= Ri Ye Youshen =

Ri Ye Youshen (Chinese: 日夜遊神; lit. 'the Day and Night Wandering Deities') are a pair of deities in Chinese folk religion and Taoism. They consist of the Day Wandering Deity (日遊神) and the Night Wandering Deity (夜遊神). In early traditions, they were described as malevolent spirits that wandered the human world. Later traditions describe them as subordinates of underworld deities such as Dongyue Dadi, Yanluo Wang, and the City God.

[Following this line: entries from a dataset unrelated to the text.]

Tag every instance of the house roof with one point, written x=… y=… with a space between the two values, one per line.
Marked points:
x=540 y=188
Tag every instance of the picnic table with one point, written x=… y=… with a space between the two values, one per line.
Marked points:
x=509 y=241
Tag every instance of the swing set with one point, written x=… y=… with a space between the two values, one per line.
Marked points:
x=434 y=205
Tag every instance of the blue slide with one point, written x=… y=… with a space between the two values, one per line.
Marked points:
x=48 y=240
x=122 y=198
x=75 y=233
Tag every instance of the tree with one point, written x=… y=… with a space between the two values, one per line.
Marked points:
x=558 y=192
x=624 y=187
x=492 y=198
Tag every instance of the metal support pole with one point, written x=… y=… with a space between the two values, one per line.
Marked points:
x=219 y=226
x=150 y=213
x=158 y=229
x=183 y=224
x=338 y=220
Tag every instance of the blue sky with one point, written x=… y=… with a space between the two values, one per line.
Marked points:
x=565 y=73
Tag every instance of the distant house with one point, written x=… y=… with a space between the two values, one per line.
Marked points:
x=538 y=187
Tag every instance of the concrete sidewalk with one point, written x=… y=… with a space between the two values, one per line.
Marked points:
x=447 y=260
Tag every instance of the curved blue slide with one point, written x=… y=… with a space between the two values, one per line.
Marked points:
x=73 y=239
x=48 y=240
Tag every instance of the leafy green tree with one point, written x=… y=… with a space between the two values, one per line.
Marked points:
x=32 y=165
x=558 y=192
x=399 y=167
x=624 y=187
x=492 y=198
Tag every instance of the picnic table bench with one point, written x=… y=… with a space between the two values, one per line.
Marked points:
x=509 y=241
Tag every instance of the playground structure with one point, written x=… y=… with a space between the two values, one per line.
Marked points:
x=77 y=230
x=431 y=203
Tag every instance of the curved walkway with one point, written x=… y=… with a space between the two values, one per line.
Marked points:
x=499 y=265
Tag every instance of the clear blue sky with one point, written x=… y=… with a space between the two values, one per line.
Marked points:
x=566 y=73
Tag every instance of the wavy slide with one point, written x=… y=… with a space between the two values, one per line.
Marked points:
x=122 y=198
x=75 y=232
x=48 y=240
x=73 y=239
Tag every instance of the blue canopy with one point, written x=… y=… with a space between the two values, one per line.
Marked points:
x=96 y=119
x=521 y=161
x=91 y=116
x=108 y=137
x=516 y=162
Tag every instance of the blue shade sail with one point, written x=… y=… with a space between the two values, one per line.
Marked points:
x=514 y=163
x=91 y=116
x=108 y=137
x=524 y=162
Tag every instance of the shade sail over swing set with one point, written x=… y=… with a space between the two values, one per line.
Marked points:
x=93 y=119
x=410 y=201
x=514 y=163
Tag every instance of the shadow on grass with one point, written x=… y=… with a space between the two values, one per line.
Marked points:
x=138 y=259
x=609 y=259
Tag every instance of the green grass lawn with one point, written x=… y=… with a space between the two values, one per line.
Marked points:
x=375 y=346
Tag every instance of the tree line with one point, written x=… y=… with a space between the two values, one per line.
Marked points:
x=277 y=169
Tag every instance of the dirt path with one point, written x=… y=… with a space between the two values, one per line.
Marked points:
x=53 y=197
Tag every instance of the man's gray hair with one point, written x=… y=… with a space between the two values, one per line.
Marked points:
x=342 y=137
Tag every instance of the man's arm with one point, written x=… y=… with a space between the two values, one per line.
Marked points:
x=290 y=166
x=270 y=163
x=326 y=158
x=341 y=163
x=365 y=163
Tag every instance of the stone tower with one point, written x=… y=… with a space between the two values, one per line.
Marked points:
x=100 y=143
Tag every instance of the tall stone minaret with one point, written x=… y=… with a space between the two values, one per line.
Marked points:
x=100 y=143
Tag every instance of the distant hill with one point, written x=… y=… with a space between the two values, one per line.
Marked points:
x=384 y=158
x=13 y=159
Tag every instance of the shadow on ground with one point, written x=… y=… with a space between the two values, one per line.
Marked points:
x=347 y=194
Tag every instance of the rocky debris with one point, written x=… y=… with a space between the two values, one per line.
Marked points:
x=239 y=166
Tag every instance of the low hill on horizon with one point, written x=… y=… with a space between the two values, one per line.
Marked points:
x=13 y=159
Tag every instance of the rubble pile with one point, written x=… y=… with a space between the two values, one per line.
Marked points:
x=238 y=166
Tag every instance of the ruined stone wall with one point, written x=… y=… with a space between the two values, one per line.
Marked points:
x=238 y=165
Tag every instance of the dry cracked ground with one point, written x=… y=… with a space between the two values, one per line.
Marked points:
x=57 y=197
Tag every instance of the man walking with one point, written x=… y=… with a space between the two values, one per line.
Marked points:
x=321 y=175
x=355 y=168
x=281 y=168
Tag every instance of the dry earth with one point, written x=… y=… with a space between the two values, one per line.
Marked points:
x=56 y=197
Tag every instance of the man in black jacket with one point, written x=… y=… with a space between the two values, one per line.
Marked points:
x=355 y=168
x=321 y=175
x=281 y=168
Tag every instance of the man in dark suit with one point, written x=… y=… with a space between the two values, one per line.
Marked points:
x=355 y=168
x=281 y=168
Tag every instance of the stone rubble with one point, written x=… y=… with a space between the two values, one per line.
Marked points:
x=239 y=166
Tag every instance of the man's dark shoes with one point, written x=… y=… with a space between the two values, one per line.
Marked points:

The Day and Night Wandering Deities are responsible for observing the conduct of people during the day and night, respectively. They record people's good and bad deeds and report them to higher-ranking underworld deities.

== Legends==

In early folklore, the Day Wandering Deity was regarded as an ominous spirit, and people avoided encountering it. The Yuan dynasty play The Story of the Peach Blossom Girl (桃花女) includes a warning that a person who encountered the Day Wandering Deity might return injured or die. The Classic of Mountains and Seas (山海經), in the Classic of the Regions Beyond the South (海外南經), mentions sixteen divine beings who serve the Emperor by overseeing the night in the wilderness. This passage has been associated with an early form of the Night Wandering Deity. Folk legends also describe encountering the Night Wandering Deity as an ominous sign. In the Qing dynasty work Strange Tales from the Tea-Drinking Studio (Zuicha Zhiguai) by Li Qingchen, a man named Wang encounters a giant figure who identifies himself as the Night Wandering Deity. Wang dies several days later without an apparent illness.